If you’re considering pot stocks for your portfolio, you could be on to something. The marijuana market is worth $150 billion per year worldwide, and the potential to create new cannabis-derived products, including beverages and edibles, has beer and wine giant Constellation Brands (NYSE:STZ) thinking legal marijuana sales could eclipse $200 billion in 15 years. It’s too early to know for sure which companies will be the biggest winners, but…
HEXO (NYSEMKT:HEXO), CannTrust Holdings (NYSE:CTST), and Aurora Cannabis (NYSE:ACB) may be the best marijuana stocks to buy right now to take advantage of this upcoming windfall.
HEXO: an under-the-radar pot stock worth owning
Unlike some other marijuana companies, HEXO’s arguably been flying under investors’ radars. The company only recently jumped toward the front of the pack in terms of forecast peak production, though, so investors can’t be blamed too much for overlooking it.
reviously, it was targeting peak pot production of 108,000 kilos annually based on its expansion plans. However, earlier this year it announced it’s acquiring Newstrike, a deal that boosts its peak production forecast by 38% to about 150,000 kilos annually.

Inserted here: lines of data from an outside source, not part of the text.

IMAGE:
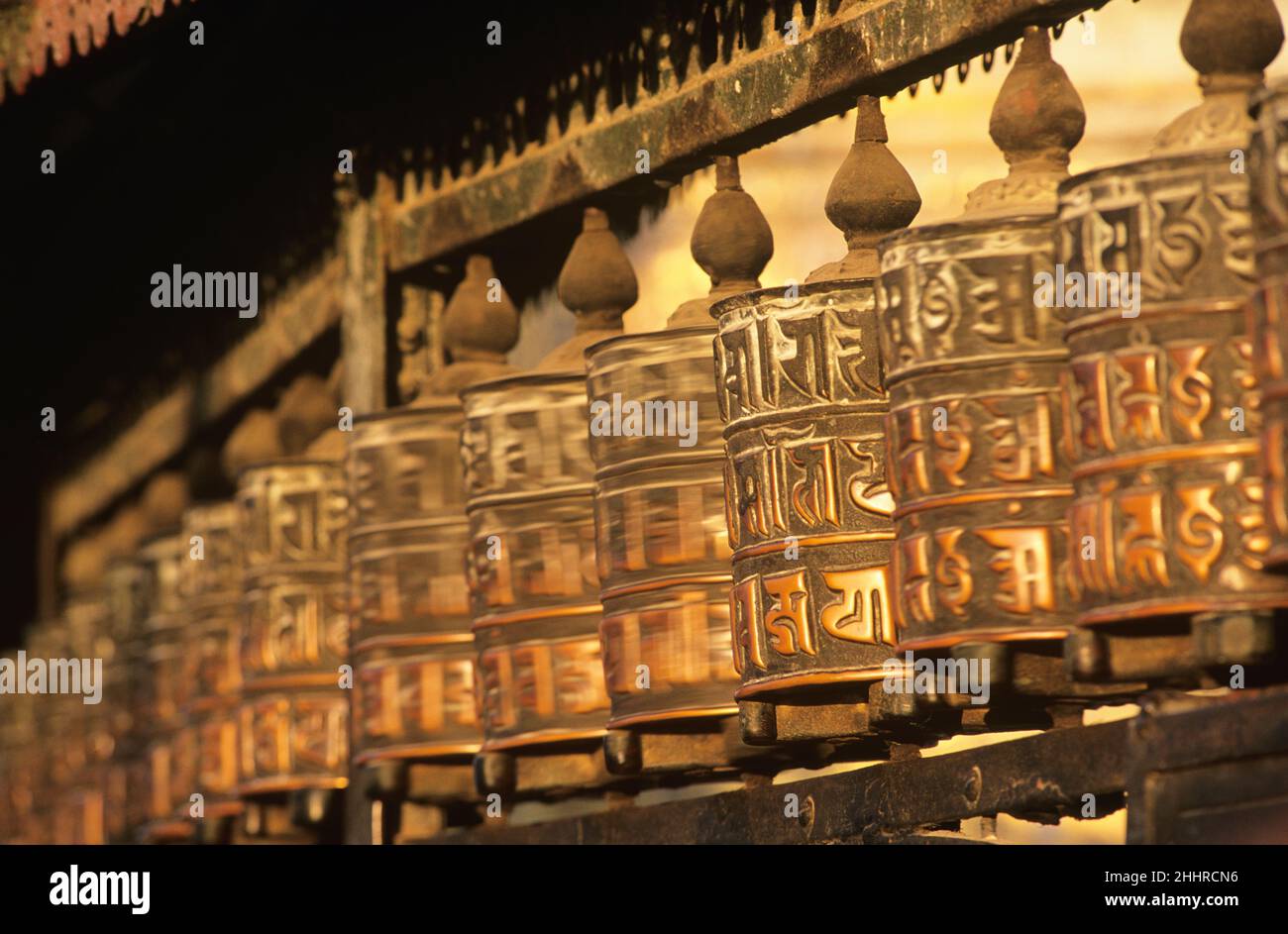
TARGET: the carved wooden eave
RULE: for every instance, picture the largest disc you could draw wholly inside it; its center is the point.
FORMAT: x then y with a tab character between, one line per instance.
746	98
35	33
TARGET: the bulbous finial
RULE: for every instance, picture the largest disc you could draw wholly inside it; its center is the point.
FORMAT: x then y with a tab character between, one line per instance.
163	500
597	285
871	197
305	410
732	243
1229	43
481	325
256	440
1037	119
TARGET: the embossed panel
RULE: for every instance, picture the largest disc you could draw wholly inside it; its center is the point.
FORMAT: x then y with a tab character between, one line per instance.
807	506
1166	407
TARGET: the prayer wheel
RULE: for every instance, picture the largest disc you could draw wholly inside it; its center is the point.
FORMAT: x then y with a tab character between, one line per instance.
532	573
661	540
58	755
168	753
18	767
416	728
125	796
210	585
1154	265
85	612
294	711
978	437
800	386
1267	170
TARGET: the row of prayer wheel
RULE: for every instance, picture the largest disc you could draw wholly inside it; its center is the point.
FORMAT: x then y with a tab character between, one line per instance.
1044	441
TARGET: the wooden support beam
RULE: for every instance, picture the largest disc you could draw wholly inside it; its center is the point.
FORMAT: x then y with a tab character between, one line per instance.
292	321
756	97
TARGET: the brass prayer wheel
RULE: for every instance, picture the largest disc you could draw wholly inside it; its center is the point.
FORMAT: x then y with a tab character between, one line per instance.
59	754
416	728
1267	170
125	796
800	385
1155	262
978	436
210	585
532	574
661	540
20	768
291	526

Despite the increase to its outlook, HEXO remains one of the cheapest pot stocks investors can buy based on price to future sales.
HEXO’s production was 4,938 kilos, and its net revenue was CA$13.4 million, up 1,017% year over year, in the quarter ending Jan. 31. That may only hint at what’s to come. During management’s quarterly earnings conference call with investors, it said its targeting sales of CA$400 million in fiscal 2020, largely thanks to its expected increase in production. As a result, shares are trading at only about 4 times future revenue, which is lower than almost all of its peers.
Admittedly, there’s no telling when HEXO could turn a profit. But its 52% gross margin was higher, and its operating loss of CA$6.9 million was lower than that of many peers, suggesting it could have a profit-friendly edge that allows it to generate earnings faster than others in the industry.
Are investors overly pessimistic about CannTrust?
A CA$700 million shelf offering has created an overhang following fourth-quarter financials that failed to impress, but avoiding CannTrust in portfolios could be a mistake.
Yes, the company’s likely to tap investors for cash, but that’s not necessarily bad. Spending on infrastructure is necessary to capitalize on this megamarket opportunity. And, sure, CannTrust’s fourth-quarter results show growing pains, but they were hardly bad. Revenue was CA$16.2 million, up 132% year over year, and kilograms harvested totaled 4,816 in the quarter, up 712% from the prior year.
A decline in gross margin and price per gram of cannabis oil, plus increased spending and a temporary delay to its expansion plans, caused a wider-than-expected loss of CA$25.5 million. But CannTrust’s hydroponic approach to growing marijuana gives it a shot at some of the lowest production costs in the industry. In addition, the company recently announced plans to acquire 200 acres for even lower-cost outdoor growth. The acreage could increase production by 200,000 kilos beginning in 2020, putting CannTrust on track for total production of 300,000 kilos annually by 2021, up from about 50,000 kilos exiting 2019.